My grandma makes fish fry or curry almost everyday and I always feel she makes the best fish and meat dishes ever. This recipe is my grandma’s way of making anchovy fish curry which is absolutely best with steamed rice. My grandma used to make fish curry in clay pot only, she used to say that it is the important factor that uplift the taste of any fish curry. Every Kerala house have at least one of this clay pot which brings the taste of the fish curry to perfection and I have grown up seeing my grandma, mom and aunts making fish curry in clay pot/ manchatti. So I always cook fish in clay pot only.So let me post thid fish curry recipes for all my wonderful readers and do try this and please let me know how it turned out dears.
Tips- This fish curry taste good with irumbanpuli, Instead of that you can use tamarind or gambooge, it’s your personal choice. Try to use shallots instead of onions, shallots can only give the dish the traditional taste. This curry tends to become thick as it sits, keep this in mind when you adjust the level of gravy. Try to use only fresh grated coconut, only fresh coconut can give the best result.
How to Make Kerala Style Irumban Puli Netholi Meen Curry- Grandma’s Special Fish Curry
Transfer the cleaned fish in a clay pot along with irumbanpuli, green chilies, curry leaves and ginger. Set aside.
In a blender add grated coconut, kashmiri red chilly powder, turmeric powder, salt, shallots and fenugreek seeds. Grind it to a smooth paste and set aside.
Pour this grounded coconut mixture over the fish.

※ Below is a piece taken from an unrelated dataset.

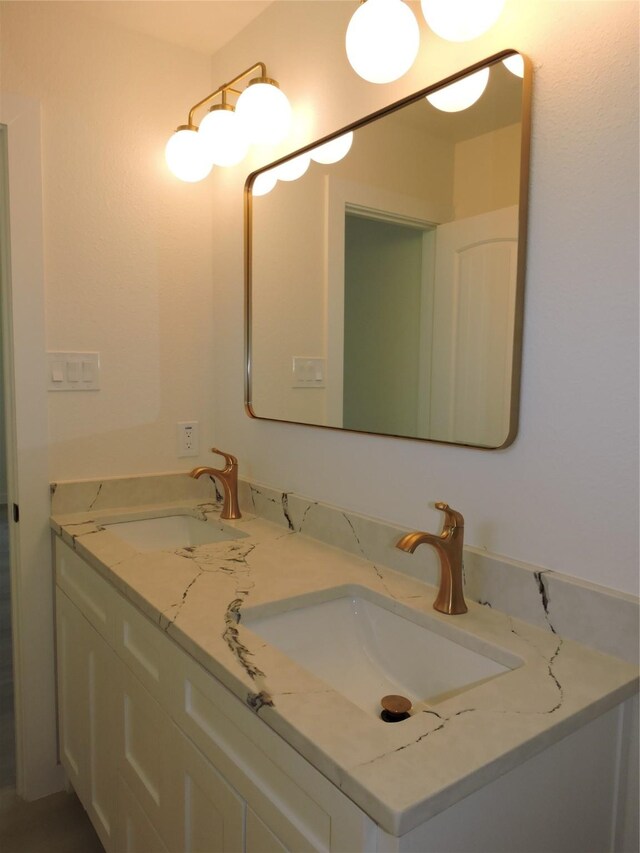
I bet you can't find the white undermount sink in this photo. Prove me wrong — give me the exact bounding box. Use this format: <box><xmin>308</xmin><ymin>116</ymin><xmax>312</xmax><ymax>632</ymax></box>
<box><xmin>241</xmin><ymin>587</ymin><xmax>522</xmax><ymax>716</ymax></box>
<box><xmin>102</xmin><ymin>515</ymin><xmax>248</xmax><ymax>551</ymax></box>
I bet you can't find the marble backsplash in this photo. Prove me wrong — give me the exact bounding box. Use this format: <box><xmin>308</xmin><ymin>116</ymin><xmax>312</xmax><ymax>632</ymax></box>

Add about 1/2 to 3/4 cup of water and salt, combine well gently and heat the clay pot. Allow the curry to boil.
Once boiled cover the pan with a lid and simmer for 7-10 minutes or until the fish is cooked. Adjust salt once cooked.
Drizzle coconut oil and gently swril the pot, switch off the flame and cover and rest for few minutes. Serve hot along with rice.
Enjoy!! Happy cooking and stay healthy.